Hard disk e Ssd: proprietà e differenze

27 febbraio 2019 Off Di admin
Hard disk e Ssd: proprietà e differenze

Hard disk esterni o Ssd? E’ uno degli interrogativi più gettonati da chi è amante dell’informatica. Una domanda che in tanti si stanno ponendo negli ultimi tempi. Entrambi possono essere considerati ideali come mezzi di memorizzazione; non tutti gli utenti, però, ne riconoscono le differenze.

Gli hard disk esterni, noti nell’ambiente anche come Hd o hdd, sono articoli portatili, di piccole dimensioni e di tipo magnetico che leggono e scrivono i dati. Gli Ssd – Solid state drive – sono apparecchi di nuova produzione e garantiscono una velocità di scrittura e lettura superiore. Parliamo di un livello più alto di almeno 5 volte. Gli hard disk esterni, oltre al trasferimento di dati da un dispositivo all’altro, servono anche ad eseguire un backup di tutto ciò che abbiamo salvato sul nostro personal computer. C’è anche chi utilizza un hard disk esterno come strumento di archiviazione secondaria sui notebook. Per scegliere l’hard disk esterno più adatto alle tue esigenze, si può consultare questa pagina ricca di approfondimenti.

Cosa scegliere?

Cosa dobbiamo scegliere tra un hard disk esterno e un Solid state drive (Ssd)? Se non vogliamo scendere troppo nei tecnicismi, possiamo dire che gli hdd sono il mezzo più usato per archiviare i dati. Un Ssd viene solitamente acquistato per una questione di velocità e non di capienza. Per accedere ai dati con gli Ssd occorre tipo 0,1 ms o anche meno. Parliamo, dunque, di un accesso ai dati immediato.

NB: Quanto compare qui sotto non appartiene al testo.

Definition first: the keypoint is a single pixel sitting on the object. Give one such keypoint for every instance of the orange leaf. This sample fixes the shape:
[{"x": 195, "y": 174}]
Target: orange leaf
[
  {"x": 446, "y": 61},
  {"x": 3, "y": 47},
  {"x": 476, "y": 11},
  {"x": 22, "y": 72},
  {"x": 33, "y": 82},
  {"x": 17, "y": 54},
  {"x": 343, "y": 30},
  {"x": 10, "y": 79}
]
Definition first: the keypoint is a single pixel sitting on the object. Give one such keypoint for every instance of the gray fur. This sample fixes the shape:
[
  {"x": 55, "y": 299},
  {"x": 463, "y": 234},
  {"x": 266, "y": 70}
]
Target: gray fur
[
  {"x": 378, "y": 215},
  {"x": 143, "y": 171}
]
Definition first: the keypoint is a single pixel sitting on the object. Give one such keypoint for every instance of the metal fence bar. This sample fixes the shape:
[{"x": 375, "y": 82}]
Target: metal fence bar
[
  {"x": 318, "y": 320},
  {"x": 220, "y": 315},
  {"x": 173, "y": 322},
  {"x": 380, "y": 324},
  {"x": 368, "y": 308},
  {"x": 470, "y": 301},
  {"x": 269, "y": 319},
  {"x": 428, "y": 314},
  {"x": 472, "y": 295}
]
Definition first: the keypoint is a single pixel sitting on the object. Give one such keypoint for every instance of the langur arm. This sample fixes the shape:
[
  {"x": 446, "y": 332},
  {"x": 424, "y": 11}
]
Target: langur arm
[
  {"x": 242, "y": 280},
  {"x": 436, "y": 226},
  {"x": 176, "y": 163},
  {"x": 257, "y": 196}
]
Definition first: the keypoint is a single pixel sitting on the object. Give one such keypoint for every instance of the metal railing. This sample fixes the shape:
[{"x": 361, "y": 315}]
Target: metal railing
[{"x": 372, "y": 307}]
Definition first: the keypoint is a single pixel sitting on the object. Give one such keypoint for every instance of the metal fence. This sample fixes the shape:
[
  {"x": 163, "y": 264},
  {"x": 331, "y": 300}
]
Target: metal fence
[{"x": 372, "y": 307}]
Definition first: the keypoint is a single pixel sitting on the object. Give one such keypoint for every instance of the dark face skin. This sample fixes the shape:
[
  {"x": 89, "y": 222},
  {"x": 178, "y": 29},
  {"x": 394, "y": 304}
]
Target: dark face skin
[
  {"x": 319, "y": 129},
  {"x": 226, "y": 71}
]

La memorizzazione negli Ssd si verifica in modo elettronico e mediante chip di memoria flash: non ci sono parti in movimento. Con gli hard disk esterni, invece, la memorizzazione dei dati avviene attraverso l’impiego di dischi magnetici.

Pro e contro

Se è certo che gli Ssd consentono un accesso ai dati in un modo quasi istantaneo, bisogna anche tener presente però che tali unità non vengono ritenute affidabili per una memorizzazione dei dati a lunga durata. Ecco perché per tali operazioni vengono scelti i tradizionali hard disk esterni soprattutto quando hanno una configurazione Raid.

Con gli Ssd i dati possono essere letti in maniera contemporanea da più parti. Il vantaggio di tali unità è anche di natura economica in quanto si ha un risparmio in termini energetici. Nel corso di una lettura o scrittura dei dati, il consumo non va oltre i 3-4 W. Con gli hard disk esterni si può arrivare fino a 10 W.

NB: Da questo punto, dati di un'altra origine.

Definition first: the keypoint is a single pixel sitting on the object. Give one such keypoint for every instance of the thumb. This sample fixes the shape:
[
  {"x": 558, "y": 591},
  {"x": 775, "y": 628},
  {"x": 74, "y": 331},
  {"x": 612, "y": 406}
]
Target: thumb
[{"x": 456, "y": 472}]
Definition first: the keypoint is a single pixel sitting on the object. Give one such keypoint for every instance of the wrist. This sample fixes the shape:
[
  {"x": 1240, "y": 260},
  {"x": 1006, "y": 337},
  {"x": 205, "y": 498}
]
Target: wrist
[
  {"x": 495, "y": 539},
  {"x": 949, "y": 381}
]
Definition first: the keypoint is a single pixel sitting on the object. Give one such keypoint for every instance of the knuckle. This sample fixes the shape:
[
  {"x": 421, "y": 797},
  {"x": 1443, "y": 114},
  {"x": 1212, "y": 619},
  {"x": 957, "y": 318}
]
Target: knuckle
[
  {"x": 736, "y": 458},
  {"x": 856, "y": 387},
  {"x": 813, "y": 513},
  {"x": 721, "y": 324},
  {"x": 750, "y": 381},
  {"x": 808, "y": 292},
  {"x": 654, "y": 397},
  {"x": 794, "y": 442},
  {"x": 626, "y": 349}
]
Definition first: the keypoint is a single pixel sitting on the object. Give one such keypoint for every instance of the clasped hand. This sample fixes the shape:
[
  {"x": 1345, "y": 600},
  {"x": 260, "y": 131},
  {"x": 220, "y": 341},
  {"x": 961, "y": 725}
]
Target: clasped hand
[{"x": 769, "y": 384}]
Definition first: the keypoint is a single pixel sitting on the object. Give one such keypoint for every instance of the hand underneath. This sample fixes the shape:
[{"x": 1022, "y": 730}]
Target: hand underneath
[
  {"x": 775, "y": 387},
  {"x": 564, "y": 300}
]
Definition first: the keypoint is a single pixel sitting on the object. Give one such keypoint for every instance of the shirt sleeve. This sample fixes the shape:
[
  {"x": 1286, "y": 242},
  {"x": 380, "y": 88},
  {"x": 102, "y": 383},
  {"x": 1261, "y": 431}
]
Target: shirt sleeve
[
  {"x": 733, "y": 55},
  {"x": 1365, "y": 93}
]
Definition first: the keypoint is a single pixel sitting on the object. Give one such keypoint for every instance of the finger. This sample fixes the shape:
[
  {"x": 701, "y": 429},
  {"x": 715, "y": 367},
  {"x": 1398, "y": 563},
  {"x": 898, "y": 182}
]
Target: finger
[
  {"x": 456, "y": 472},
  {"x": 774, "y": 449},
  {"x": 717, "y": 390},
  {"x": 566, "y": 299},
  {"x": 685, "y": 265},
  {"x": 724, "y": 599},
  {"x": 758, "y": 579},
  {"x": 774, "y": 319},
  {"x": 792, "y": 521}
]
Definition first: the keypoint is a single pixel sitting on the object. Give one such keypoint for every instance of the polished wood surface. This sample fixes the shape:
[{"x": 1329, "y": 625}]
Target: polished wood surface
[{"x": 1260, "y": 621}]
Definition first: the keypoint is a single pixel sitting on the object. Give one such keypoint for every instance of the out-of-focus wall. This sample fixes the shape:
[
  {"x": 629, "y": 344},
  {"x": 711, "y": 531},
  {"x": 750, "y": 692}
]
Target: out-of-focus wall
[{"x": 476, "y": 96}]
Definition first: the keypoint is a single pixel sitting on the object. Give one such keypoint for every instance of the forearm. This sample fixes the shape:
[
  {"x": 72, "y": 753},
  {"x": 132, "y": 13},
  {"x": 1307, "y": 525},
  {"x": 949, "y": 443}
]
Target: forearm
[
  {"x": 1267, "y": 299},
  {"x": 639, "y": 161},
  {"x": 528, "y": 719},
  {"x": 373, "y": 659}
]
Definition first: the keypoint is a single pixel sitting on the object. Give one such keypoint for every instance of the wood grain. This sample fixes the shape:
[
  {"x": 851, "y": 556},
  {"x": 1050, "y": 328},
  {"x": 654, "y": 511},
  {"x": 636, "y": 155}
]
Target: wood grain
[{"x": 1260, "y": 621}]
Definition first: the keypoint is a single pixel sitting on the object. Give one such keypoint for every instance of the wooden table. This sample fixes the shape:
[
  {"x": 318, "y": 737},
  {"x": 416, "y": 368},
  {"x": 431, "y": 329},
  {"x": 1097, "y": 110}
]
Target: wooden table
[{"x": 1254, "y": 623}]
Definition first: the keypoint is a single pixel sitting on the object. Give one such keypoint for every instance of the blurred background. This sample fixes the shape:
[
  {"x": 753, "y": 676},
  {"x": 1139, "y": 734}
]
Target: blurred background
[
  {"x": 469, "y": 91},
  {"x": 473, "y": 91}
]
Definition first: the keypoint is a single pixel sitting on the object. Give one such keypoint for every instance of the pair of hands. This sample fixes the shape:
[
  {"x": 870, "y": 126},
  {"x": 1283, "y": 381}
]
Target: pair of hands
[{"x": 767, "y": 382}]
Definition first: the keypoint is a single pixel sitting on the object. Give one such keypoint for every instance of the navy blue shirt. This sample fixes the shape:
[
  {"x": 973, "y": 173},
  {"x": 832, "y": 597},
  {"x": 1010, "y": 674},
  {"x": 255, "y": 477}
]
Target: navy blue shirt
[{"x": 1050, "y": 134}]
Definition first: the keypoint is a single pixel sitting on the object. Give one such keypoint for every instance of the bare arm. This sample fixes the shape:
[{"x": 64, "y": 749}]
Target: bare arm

Gli Ssd non sono rumorosi in quanto, a differenza degli hard, disk, non presentano parti in movimento. Il loro costo però è di gran lunga superiore.

Gli hard disk risultano ancora, nonostante il passare degli anni, la soluzione ideale per memorizzare grosse quantità di dati. E’ preferibile infatti installare il sistema operativo e le app su un ssd, mentre i dati su un hdd capiente e tradizionale.